¿Ir más rápido o llegar antes?
Hace unos años publiqué un artículo obre esta paradoja, donde quería mostrar que no siempre la mayor velocidad implica menor tiempo de desplazamiento, y que por tanto, medios de transporte potencialmente más veloces, como el automóvil, no siempre ofrecen las soluciones más eficaces y menos demandantes en tiempos de desplazamiento. Esta ambigüedad de la velocidad real de transporte en relación con el tiempo empleado se pone en evidencia ante dos hechos ubicuos en el funcionamiento de casi cualquier gran ciudad, en que las distancias de transporte cada vez resultan mayores, y en que la congestión, y por tanto, las elevadas densidades de tráfico, reducen drásticamente las velocidades reales de desplazamiento de modos de transporte potencialmente muy veloces.
La velocidad es un valor social, un objetivo de personas y de políticas, de gestores del transporte. Coches, aviones, barcos y trenes cada vez más veloces. En principio, mayor velocidad significaría menor tiempo, y por tanto, menor coste, y la ambición de ser rápidos sería coherente con el reto de la productividad y la eficiencia, tal y como se asume en nuestra sociedad competitiva: hacer las cosas en menos tiempo significaría, en suma, poder hacer más. Pero la rapidez puede expresar dos realidades diferentes: tardar menos en recorrer una misma distancia o recorrer más distancia en un mismo tiempo.
Si uno contempla los avances en la productividad comprueba que las ganancias en tiempo tampoco se han traducido tanto en reducción de jornada laboral, cuanto en incrementar la producción trabajando lo mismo. Algo similar ha ocurrido con la velocidad y el logro de la mayor rapidez. No empleamos menores tiempos de viaje para hacer las mismas cosas, sino que paulatinamente crecen las distancias que recorremos para hacer lo mismo: ir de compras, asistir al trabajo, disfrutar del ocio, etc. La mayor eficiencia en el transporte no se ha traducido en reducir los tiempos de acceso a nuestros destinos sino en recorrer, más velozmente, las distancias, mucho mayores, que nos separan de ellos. Lo mismo ha ocurrido en la economía capitalista y la interpretación que ofrece de la productividad, porque no tiene el mismo efecto social y ambiental reducir el tiempo empleado en realizar una actividad productiva que fabricar más mercancías en el mismo tiempo de trabajo.
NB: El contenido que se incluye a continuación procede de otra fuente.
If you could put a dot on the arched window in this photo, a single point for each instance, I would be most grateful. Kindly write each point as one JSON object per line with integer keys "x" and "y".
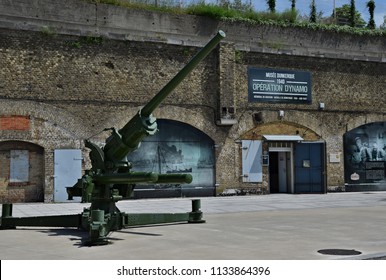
{"x": 176, "y": 148}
La ideología del desarrollo proclama que la tecnología del transporte ha reducido las distancias que nos separan. Pero ello resulta totalmente falso. Cada vez debemos movernos más, recorrer mayores distancias para realizar las mismas cosas. Y si lo hacemos sin incrementar los tiempos de viaje, es porque la velocidad, la productividad al servicio del transporte, se ha incrementado. Pero el logro de elevadas velocidades no es gratuito. Para que un ingenio alcance alta velocidad debe utilizar energía para vencer tanto el rozamiento del aire como el de sus piezas mecánicas, y también la del suelo, si hablamos de transporte terrestre. Esto se traduce en que por cada nuevo dígito del velocímetro mayor cantidad de energía deba emplearse para alcanzarlo, ya que las pérdidas por rozamiento aerodinámico son superiores por cada nuevo incremento de la velocidad. Esta sencilla ley termodinámica sirve para constatar por qué a nivel energético y de contaminación, y por tanto, desde el punto de vista económico, no resulta igual alcanzar la rapidez por incrementar la velocidad que en su contra, por acercar las distancias.